中京テレビの「ヒューマングルメンタリーオモウマい店」が面白い。何がいいのか考えちゃおうと思う。
いつも大盛りであったり、激安であったり、そんなお得なお店を紹介していて、出てくるお店の人が、面白い人たちだ。最近見た番組では、「お米では儲ける気はない」とかいうお店が出てきた。また、ちょっと乱暴な蕎麦屋が出てきて、実は蕎麦の達人で弟子が35人もいて、ADが勝手に弟子にされ、すごく上達してしまって、そのまま他店の取材に行って、学んだ蕎麦を作って絶賛されるという展開に、面白いという言葉では表現しきれない面白さがあった。
ネットで見ると、たまに批判的な言葉があって、「わかってないなあ」という感じというか、「いまの価値観だけで見てしまえば・・・」などと感じていた。例えば「衛生的には問題がある」とか、「食べきれない」とか、何とかである。「行かなきゃいいじゃん」それだけだ。なんだか経済評論家みたいのが、経済合理性を持ち出していて、馬鹿らしいとも思った。
僕がこの番組を見て、思い出すことがある。
僕は大学生になって、東京にやってきた。いまでは死語になってしまった苦学生という感じであった。もう30年以上前のことだ。ガスはめんどうくさくて契約さえしなかった。食事は学食、立ち食いそば、松屋、そんな感じだ。バイトをすぐはじめ、賄い付きだったので、晩飯はそこで。ちなみに賄い付のバイトを狙った。
ただ週1回の休みがあるので、その時晩飯は外食しなければならなかった。若い頃はどちらかというとよく食べるほうだったので、大盛りの飯が食べたかった。
アパートの近くに中華料理屋さんがあって、まあまあの金額である。麻婆豆腐が1000円ぐらいする、そんな感じだ。ところがひとつだけ安い肉野菜定食があった。確か650円である。これなら手が届く。ご飯の盛りもいい。
ということで、バイトが休みの時はその中華料理屋さんで肉野菜定食を食べていた。ご飯・肉野菜炒め(盛りがいい)・中華スープ・小鉢がセットである。毎週行くようになったので、店のマスターとなんとなく顔見知りになった。実は同じ北海道出身ということもわかって、なんだか嬉しそうにしてくれていたし、僕もそうだった。
ある時マスターが「なんでいつも同じものしか頼まないの?」と聞いてきた。僕は正直に「金がないから、申し訳ない」などと答えたんだと思う。そうしたら、小鉢を一品増やしてくれて、ご飯のお代わりしていいと行ってくれた。僕はご飯のお代わりをした。

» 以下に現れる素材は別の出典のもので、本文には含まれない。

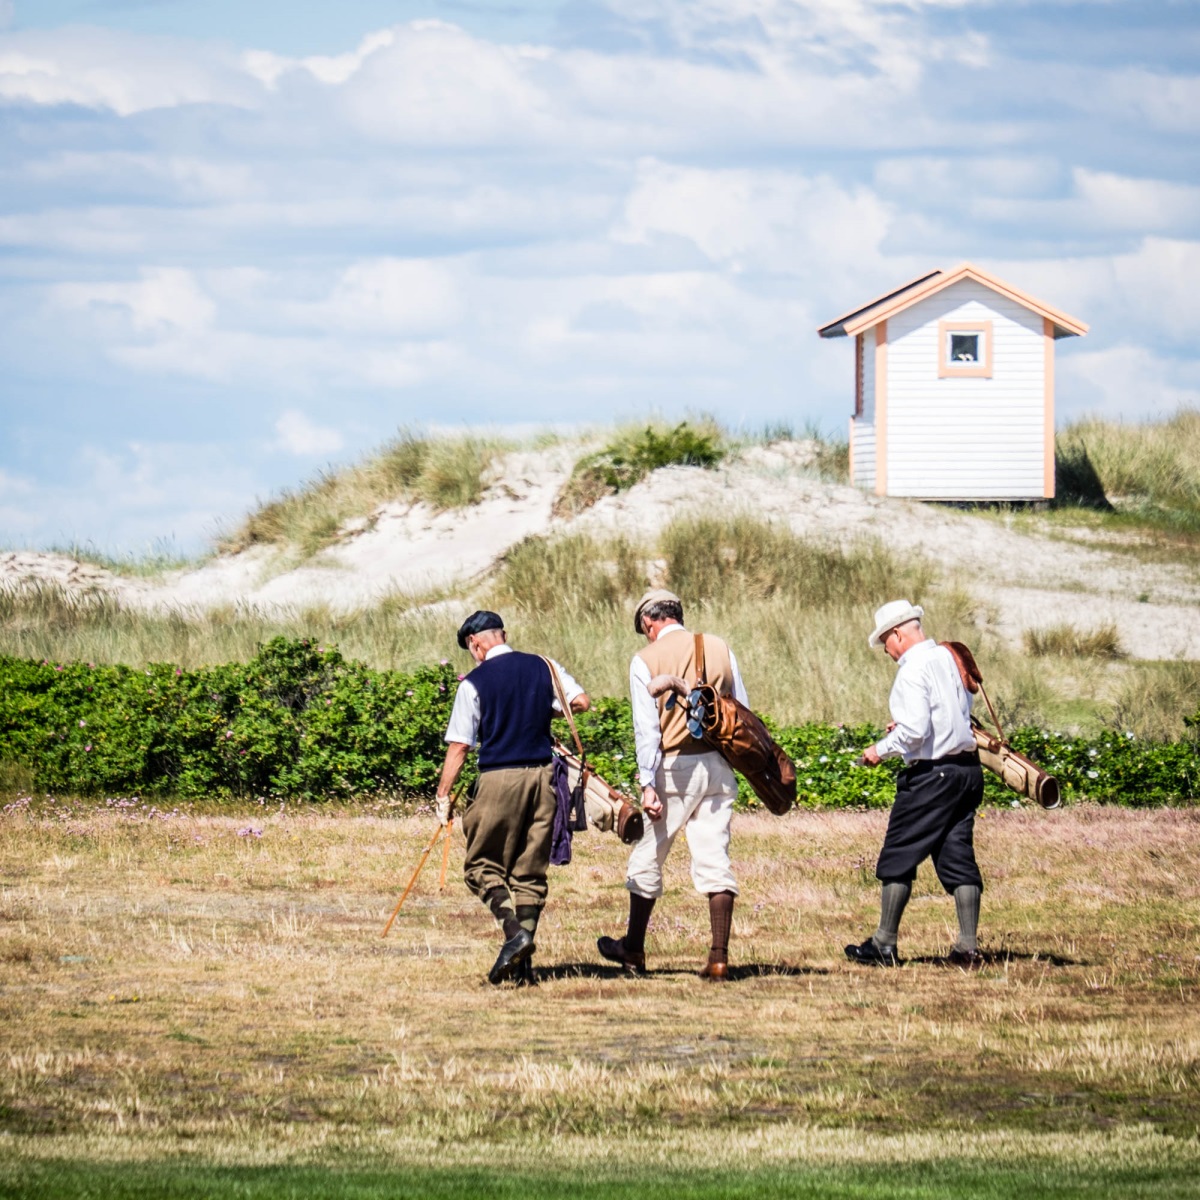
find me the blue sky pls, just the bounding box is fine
[1,0,1198,555]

次に行くと、小鉢が普通の皿の料理になっている。「頼んでないよ?」と僕がいうと、「いいから食べてよ」そんな感じだ。次に行くと、「何が食べたい?肉野菜定食の代金でいいから」と言ってくれた。僕はその言葉に甘えた。その店のメニューにない料理まで出してくれた。
同郷のよしみということなのだろうか、人情というやつだろうか、マスターの心遣いに感謝しかなかった。何もお返しもしていない。でもたまにそのことを思い出す。そのマスターの顔もおぼろげだが、目がウルウルしてしまう。
僕は「オモウマい店」を見るたび、当時を思い出してしまう。